Five data protection guidelines for business continuity

Storage expert Jon Toigo offers data protection guidelines to help storage admins achieve the best possible results when protecting data in their care.

In part three of his five-part series on the best tips for maximizing efficiency, Jon William Toigo covers data protection guidelines, including mirroring, tape backup and WAN-based replication technologies.

Along with managing storage performance and capacity, data storage administrators are usually called upon to devise ways to protect data placed in their charge. In the past, this was just a matter of making a copy of output data to one or more storage media targets -- to another array on the raised floor (to guard against a localized equipment failure) and/or to removable media subsequently transported off-site or to a stand of disk at the other end of a wide-area network (WAN) connection (to guard against an interruption event with a broader geographical footprint).

However, as the volume of data generated by businesses has grown over time, and the number of arrays used to store data has proliferated, the simple matter of establishing and following a set of data protection guidelines has become much more complex, challenging and costly.

Data protection efficiency is a gauge of how well administrators are coping with the protection of burgeoning data: assigning appropriate data protection methods to bits, testing and validating the solvency of their data protection techniques, and delivering "defense in-depth" in a budget-savvy way. Here are five guidelines for achieving higher data protection efficiency outcomes.

Data protection guideline 1: Lose the 'Tape Sucks' bumper sticker.

You would have to be living under a rock not to have heard the "tape is dead" pitch from array vendors. A massive marketing campaign has been waged by disk array makers since the late 1990s to promote disk-centric tape alternatives such as deduplicating virtual tape appliances that seems to have succeeded in shaping buyer perceptions and strategies.

Witness the latest reports from industry analysts: of the 20+ exabytes of external disk storage deployed by 2011, almost half the capacity was being used to make copies of the other half. In many companies, local-area network (LAN)-based mirroring has been augmented by WAN-based data replication, an entirely disk-based data protection methodology touted by array makers as the meme for data protection in the 21st Century.

Read the entire Toigo tip series on storage efficiency

Tips for efficient disk capacity allocation

Remove useless data with these capacity utilization techniques

Data storage techniques for a green data center

How to solve storage performance issues

While array-to-array mirroring and replication may be appropriate as a data protection method for some data, it's by no means a sensible strategy for all data.

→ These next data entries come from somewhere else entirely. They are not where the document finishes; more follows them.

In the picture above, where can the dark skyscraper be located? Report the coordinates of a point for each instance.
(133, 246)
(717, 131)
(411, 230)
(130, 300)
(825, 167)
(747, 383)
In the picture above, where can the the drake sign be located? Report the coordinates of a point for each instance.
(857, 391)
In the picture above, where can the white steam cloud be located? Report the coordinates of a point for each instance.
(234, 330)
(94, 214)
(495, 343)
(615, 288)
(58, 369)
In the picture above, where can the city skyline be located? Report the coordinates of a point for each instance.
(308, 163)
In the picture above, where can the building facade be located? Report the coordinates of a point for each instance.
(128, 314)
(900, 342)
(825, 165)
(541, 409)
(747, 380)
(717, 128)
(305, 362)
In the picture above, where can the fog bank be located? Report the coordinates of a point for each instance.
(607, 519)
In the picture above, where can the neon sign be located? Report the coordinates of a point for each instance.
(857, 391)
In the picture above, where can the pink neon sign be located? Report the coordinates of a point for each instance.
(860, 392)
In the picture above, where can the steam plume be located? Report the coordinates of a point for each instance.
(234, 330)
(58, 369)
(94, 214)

This observation derives from a fundamental point: Data inherits its criticality from the business process whose applications and end users it supports. Not all business processes require "always on" failover-based recovery strategies, which tend to be the most expensive approach to recovery. Those that do "may" be well-served by WAN-based mirroring, but even this isn't a full solution to the problem of data protection (see below).

By contrast, tape backup provides an efficient means for protecting data of applications that don't require "always on" services. Restoring data from tape may require more time than simple re-pointing of applications to an alternative disk-based store, but it's substantially less expensive and in many cases more reliable. Smart data storage administrators perform tape backups of mirrored arrays in simple recognition that annual disk failure rates are estimated to be between 7% and 14% annually. Data protection usually requires a mix of technologies.

Data protection guideline 2: Get real about WAN-based replication.

WAN-based disk-to-disk replication is only a valid strategy when it doesn't create data deltas that obviate recovery time objectives (RTOs) and recovery point objectives (RPOs). A delta -- or difference -- in the state of data at the production data center and its mirror at a recovery data center results whenever data traverses shared network pipes greater than 18 kilometers.

Part of this has to do with distance-induced latency -- how fast you can push data across a WAN connection. It's been estimated that for every 100 km (62 miles) data moves over a SONET link, the remote array lags behind the primary by approximately 12 SCSI operations. That's simply a speed-of-light issue, and we can't argue with Einstein.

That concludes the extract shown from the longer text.